If you want one bit after the decimal point, you give up one bit before it, so you have ±210.
Single-precision has a 23-bit fraction, so you'd have ±224 integers.
How many bits of precision you need after the decimal point depends entirely on the calculations you're doing, and how many you're doing.
See also
请参阅 IEEE 754-1985:
注意(1 + 分数)。 正如 @bendin 指出的,使用二进制浮点数,不能表达简单的十进制值,例如 0.1。 这意味着您可以通过多次执行简单加法或调用截断等操作来引入舍入错误。 如果您对任何类型的精度感兴趣,实现它的唯一方法是使用定点小数,它基本上是一个缩放的整数。
See IEEE 754-1985:
Note (1 + fraction). As @bendin point out, using binary floating point, you cannot express simple decimal values such as 0.1. The implication is that you can introduce rounding errors by doing simple additions many many times or calling things like truncation. If you are interested in any sort of precision whatsoever, the only way to achieve it is to use a fixed-point decimal, which basically is a scaled integer.
如果我正确理解你的问题,这取决于你的语言。
对于 C#,请查看MSDN 参考。 浮点数有 7 位精度和双 15-16 位精度。

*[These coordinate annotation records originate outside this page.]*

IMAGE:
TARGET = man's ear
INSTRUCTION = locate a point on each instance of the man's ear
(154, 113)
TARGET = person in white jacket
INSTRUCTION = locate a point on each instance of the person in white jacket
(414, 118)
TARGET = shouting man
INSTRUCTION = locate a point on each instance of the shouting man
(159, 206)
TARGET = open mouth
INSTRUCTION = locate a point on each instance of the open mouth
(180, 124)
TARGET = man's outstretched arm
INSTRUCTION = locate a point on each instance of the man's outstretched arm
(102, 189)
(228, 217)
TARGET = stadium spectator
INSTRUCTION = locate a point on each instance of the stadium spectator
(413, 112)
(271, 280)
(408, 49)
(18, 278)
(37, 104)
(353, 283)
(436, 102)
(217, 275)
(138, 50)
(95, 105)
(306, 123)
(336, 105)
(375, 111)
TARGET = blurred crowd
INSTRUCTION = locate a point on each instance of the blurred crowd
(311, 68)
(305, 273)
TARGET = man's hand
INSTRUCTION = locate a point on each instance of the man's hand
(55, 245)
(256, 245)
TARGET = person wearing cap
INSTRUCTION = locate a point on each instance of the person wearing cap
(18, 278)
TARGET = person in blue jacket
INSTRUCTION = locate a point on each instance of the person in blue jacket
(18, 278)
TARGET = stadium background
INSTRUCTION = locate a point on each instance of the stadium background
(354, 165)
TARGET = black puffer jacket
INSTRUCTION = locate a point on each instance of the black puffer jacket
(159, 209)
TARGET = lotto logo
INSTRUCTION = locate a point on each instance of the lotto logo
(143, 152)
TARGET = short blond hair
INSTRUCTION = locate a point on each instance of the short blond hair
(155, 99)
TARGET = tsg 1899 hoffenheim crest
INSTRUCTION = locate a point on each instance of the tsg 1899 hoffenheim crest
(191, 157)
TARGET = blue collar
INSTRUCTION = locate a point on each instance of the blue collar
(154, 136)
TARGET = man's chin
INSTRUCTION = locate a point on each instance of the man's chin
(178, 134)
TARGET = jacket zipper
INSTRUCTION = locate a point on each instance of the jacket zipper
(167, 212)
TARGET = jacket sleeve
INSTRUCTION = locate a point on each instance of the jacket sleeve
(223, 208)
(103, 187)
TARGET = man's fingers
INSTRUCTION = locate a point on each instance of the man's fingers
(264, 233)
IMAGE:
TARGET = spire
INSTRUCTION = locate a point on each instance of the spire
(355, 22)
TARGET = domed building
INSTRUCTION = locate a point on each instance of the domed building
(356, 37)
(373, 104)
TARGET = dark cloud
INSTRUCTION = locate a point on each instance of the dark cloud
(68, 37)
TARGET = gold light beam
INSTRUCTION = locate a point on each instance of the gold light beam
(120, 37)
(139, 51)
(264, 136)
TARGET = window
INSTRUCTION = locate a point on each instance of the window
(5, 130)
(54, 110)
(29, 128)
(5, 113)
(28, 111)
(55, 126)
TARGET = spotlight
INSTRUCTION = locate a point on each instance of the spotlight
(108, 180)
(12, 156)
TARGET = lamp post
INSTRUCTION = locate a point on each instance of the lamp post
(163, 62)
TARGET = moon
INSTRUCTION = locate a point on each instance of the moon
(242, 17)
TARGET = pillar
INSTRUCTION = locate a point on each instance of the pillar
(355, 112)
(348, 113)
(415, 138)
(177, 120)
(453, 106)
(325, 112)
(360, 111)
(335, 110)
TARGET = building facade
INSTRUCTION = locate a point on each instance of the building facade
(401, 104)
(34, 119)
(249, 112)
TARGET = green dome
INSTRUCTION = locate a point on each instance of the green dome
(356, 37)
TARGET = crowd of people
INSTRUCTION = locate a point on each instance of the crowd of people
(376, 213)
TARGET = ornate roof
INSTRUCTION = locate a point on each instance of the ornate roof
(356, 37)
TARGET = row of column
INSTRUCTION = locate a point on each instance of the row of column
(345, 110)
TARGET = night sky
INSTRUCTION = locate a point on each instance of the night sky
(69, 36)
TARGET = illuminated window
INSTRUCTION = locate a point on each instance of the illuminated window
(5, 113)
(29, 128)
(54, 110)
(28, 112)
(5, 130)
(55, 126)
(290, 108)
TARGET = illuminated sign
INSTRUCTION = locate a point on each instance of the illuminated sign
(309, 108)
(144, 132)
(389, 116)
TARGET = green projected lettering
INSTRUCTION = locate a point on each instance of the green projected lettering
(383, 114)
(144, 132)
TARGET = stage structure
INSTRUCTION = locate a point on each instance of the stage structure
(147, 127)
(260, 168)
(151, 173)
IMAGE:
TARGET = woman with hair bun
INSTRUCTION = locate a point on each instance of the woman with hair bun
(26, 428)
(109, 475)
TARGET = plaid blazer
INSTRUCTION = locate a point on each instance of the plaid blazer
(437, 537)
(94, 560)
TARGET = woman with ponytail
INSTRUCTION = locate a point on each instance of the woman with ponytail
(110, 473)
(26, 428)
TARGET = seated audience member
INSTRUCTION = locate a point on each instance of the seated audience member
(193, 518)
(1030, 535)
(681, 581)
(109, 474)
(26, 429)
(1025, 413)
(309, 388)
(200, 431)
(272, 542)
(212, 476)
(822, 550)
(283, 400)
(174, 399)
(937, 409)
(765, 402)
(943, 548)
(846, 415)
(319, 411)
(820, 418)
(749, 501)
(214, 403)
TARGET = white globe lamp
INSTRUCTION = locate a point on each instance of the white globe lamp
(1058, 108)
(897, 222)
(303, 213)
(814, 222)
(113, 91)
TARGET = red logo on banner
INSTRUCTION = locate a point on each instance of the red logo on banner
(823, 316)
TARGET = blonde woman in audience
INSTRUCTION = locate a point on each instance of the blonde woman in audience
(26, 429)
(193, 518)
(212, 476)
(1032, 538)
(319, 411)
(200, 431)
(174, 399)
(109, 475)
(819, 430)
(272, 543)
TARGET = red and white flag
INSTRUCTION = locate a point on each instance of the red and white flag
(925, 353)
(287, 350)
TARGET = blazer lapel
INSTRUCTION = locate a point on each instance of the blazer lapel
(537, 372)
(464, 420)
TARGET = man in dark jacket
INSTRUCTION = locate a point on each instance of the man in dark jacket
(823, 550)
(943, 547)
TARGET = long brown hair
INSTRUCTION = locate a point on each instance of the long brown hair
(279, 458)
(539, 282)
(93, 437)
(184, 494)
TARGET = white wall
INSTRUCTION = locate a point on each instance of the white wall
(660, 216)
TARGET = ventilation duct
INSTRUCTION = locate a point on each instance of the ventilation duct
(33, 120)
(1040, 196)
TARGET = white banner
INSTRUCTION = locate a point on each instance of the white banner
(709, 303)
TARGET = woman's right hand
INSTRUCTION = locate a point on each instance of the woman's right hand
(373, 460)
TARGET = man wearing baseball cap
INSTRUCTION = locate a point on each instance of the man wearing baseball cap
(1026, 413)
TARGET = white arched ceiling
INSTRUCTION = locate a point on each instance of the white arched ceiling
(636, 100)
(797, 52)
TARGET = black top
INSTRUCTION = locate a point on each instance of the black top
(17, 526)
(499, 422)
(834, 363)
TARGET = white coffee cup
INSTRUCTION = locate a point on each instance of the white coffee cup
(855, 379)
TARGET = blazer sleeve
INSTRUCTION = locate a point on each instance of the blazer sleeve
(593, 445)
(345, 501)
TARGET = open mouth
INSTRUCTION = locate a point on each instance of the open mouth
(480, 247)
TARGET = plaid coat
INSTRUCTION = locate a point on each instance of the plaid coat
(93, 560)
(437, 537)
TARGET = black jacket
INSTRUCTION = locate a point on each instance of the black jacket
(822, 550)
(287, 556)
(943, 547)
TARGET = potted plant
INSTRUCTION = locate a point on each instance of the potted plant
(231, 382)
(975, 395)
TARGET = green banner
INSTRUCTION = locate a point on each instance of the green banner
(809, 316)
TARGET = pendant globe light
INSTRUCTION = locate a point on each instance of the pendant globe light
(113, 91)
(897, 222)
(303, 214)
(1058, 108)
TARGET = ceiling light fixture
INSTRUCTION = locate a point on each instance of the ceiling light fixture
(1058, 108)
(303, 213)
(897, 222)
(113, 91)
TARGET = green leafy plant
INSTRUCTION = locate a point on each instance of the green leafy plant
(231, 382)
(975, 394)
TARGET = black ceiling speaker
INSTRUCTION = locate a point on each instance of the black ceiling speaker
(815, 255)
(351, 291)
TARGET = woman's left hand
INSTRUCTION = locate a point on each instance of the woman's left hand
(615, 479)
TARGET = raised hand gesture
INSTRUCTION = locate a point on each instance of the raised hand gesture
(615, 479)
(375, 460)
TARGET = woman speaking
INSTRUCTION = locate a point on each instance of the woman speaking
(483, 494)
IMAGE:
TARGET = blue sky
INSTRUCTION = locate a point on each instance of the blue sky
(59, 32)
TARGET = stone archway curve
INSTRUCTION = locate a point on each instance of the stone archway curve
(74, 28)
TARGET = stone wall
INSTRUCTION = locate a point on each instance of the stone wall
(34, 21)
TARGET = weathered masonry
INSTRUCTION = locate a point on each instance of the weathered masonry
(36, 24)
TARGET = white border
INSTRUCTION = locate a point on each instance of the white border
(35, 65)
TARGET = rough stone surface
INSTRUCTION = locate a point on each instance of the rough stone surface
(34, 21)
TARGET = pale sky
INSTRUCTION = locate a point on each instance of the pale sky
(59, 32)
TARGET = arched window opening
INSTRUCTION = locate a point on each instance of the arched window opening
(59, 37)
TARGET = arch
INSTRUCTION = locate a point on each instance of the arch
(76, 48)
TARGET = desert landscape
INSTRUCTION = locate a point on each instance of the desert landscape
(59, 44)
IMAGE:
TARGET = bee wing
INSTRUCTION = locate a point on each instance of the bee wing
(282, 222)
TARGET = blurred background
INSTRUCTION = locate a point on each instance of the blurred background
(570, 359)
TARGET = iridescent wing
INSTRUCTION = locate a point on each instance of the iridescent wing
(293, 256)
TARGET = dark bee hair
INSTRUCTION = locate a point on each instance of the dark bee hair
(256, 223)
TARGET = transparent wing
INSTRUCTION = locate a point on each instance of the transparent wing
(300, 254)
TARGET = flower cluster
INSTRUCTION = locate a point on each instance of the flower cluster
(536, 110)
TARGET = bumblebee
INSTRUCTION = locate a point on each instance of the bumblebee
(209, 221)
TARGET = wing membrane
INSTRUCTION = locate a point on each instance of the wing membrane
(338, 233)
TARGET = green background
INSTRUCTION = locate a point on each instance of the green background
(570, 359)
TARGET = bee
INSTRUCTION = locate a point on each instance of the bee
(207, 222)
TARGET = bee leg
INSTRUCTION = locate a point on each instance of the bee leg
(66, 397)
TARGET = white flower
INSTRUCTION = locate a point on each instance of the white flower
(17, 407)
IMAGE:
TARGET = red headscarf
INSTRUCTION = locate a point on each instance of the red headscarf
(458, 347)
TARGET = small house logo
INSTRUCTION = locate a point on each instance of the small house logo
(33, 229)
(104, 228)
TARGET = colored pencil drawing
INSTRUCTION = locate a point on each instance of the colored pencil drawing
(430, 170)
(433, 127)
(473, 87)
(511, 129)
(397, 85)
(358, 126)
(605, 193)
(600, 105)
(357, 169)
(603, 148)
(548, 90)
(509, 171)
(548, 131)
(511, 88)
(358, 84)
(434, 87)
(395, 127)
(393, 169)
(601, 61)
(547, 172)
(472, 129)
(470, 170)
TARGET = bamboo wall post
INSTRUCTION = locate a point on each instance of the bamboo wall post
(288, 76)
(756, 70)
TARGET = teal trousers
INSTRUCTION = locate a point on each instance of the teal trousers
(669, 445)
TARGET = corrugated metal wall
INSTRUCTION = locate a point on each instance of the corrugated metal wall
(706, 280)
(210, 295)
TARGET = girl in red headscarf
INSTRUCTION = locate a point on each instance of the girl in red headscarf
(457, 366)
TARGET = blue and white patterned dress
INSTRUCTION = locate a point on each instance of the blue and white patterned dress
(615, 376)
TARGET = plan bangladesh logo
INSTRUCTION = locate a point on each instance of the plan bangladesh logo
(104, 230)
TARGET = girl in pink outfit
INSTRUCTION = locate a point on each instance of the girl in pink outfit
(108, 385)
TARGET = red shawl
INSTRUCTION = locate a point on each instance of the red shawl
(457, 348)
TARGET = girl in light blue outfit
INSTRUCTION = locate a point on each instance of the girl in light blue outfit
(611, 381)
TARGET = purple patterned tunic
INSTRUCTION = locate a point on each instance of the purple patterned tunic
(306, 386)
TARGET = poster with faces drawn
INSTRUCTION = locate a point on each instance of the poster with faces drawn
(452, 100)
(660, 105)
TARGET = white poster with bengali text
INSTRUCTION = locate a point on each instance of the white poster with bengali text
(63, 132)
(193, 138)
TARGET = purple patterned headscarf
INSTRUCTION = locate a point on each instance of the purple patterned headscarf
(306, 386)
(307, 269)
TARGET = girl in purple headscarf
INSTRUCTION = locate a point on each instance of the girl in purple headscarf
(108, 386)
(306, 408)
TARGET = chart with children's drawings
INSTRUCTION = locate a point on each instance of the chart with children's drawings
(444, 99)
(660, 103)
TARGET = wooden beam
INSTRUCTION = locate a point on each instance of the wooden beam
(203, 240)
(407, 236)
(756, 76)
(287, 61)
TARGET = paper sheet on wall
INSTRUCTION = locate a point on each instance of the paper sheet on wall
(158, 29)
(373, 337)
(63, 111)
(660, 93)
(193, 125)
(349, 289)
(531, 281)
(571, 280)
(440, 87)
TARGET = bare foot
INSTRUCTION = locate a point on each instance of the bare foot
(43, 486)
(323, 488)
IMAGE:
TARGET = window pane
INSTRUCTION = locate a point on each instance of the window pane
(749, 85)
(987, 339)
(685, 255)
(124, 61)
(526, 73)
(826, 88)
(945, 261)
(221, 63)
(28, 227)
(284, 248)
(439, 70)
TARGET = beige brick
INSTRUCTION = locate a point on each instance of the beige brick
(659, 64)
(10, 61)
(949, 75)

If I understand your question correctly, it depends on your language.
For C#, check out the MSDN ref. Float has a 7 digit precision and double 15-16 digit precision.
我花了很长时间才弄清楚,在 Java 中使用双精度数时,我并没有损失显着的计算精度。 浮点实际上具有非常好的以相当合理的精度表示数字的能力。 我失去的精度是在将用户输入的十进制数字转换为本机支持的二进制浮点表示形式后立即丢失的。 我最近开始将所有数字转换为 BigDecimal。 BigDecimal 在代码中比浮点数或双精度数要处理的工作要多得多,因为它不是原始类型之一。 但另一方面,我将能够准确地表示用户输入的数字。
It took me quite a while to figure out that when using doubles in Java, I wasn't losing significant precision in calculations. floating point actually has a very good ability to represent numbers to quite reasonable precision. The precision I was losing was immediately upon converting decimal numbers typed by users to the binary floating point representation that is natively supported. I've recently started converting all my numbers to BigDecimal. BigDecimal is much more work to deal with in the code than floats or doubles, since it's not one of the primitive types. But on the other hand, I'll be able to exactly represent the numbers that users type in.